Since you're doing everything correctly, my suspicion is the Seachem plant nutrient . Plants require macro- and micro nutrients to grow. Macro nutrients are substances that are required in relatively large amounts such as nitrates, phosphates, and sulfates.

You also want to try another test kit.


----------



## boontje (Mar 27, 2005)

did you test your tap water for nitrates?
what was the nitrate level after your 50% water change?
what kind of gravel do you have? fine?

if your nitrate level is so extremely high (over 100ppm) then try to do one very large 90% water change. Make sure the water you change is dechlorinated and at the same temp as the tank water.


----------



## sccavee (Feb 11, 2003)

Are you cleaning your filter media?


----------



## zeynep (Oct 29, 2005)

rchan11 said:


> Since you're doing everything correctly, my suspicion is the Seachem plant nutrient . Plants require macro- and micro nutrients to grow. Macro nutrients are substances that are required in relatively large amounts such as nitrates, phosphates, and sulfates.
> 
> You also want to try another test kit.


Seachem is micronitruent.
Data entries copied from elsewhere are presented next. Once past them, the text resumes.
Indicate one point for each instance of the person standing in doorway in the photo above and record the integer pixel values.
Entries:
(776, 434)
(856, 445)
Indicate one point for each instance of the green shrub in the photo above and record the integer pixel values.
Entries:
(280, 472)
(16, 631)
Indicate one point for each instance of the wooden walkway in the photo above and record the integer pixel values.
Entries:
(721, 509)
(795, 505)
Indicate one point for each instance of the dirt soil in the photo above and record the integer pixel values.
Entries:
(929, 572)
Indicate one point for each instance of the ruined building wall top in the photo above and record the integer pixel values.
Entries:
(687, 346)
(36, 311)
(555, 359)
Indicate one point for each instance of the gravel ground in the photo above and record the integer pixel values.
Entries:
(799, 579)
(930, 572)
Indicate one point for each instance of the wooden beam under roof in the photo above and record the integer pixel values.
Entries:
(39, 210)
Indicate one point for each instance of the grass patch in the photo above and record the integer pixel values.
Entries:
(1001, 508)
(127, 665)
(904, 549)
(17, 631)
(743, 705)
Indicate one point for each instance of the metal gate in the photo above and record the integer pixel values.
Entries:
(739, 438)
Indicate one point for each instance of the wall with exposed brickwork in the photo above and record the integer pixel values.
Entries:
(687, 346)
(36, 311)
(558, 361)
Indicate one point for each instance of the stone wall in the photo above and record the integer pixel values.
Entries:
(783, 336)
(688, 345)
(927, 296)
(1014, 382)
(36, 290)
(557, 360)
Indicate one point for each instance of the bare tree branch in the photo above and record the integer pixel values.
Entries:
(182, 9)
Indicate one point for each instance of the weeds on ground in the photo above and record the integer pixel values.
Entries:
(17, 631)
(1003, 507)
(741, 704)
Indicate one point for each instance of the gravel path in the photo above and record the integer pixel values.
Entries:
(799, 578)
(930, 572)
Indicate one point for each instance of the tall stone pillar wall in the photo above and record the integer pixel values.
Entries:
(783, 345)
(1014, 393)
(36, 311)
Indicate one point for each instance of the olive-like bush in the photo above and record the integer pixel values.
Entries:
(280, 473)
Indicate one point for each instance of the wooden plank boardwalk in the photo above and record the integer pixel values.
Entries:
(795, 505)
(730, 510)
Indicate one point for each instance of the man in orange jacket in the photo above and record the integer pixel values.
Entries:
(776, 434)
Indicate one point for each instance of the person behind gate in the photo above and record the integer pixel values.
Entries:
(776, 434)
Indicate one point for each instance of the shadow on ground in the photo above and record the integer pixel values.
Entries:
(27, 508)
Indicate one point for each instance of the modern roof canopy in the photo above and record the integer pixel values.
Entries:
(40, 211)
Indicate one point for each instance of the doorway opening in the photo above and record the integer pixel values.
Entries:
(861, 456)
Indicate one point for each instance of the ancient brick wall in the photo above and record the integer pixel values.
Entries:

When I look ingreadıents no phospahate no nitrate. Just %007 water soluble nitrogen.

When I test tap water I see 10ppm. So I thought test kit ik ok. But I will try another one.


----------



## rchan11 (May 6, 2004)

Just to rule Seachem out, don't use it for couple of weeks and do water changes.


----------



## zeynep (Oct 29, 2005)

boontje said:


> Just to rule Seachem out, don't use it for couple of weeks and do water changes.


In fact my water is around 100 ppm since several months. I use seachem sınce 2-3 weeks. I do not test nitrite or ammonia. What I think is beacuse there is lots of siporax and substrate, all ammonia and nitrite is converted to nitrate. Previously there was not much bio media inside the filter. Some 2-3 months ago nitrate was around 50 ppm. But I was not making to much water changes. Just adding water, no syphone. As I care a lot it gets worser. I also want to use seachem maybe the echinodors help to lower the nıtrate. In fact they are going quite OK. Maybe I must buy more amazaon swords etc.


----------



## fishcrazee1218 (Jan 8, 2006)

If you just add water without doing water changes the nitrate will not get much lower. I would suggest about a 25% bi weekly until you get the nitrates manageable. That is what I did and it worked for me. Just my 2 cents.


----------



## zeynep (Oct 29, 2005)

fishcrazee1218 said:


> If you just add water without doing water changes the nitrate will not get much lower. I would suggest about a 25% bi weekly until you get the nitrates manageable. That is what I did and it worked for me. Just my 2 cents.


you misunderstood me. some 2-3 months ago I was just adding water. But till then I also syphone the gravel. Every week I change 25-30%. Last week I added 100l. No change.


----------



## fishcrazee1218 (Jan 8, 2006)

you misunderstood me. some 2-3 months ago I was just adding water. But till then I also syphone the gravel. Every week I change 25-30%. Last week I added 100l. No change.
[/quote]

Sorry


----------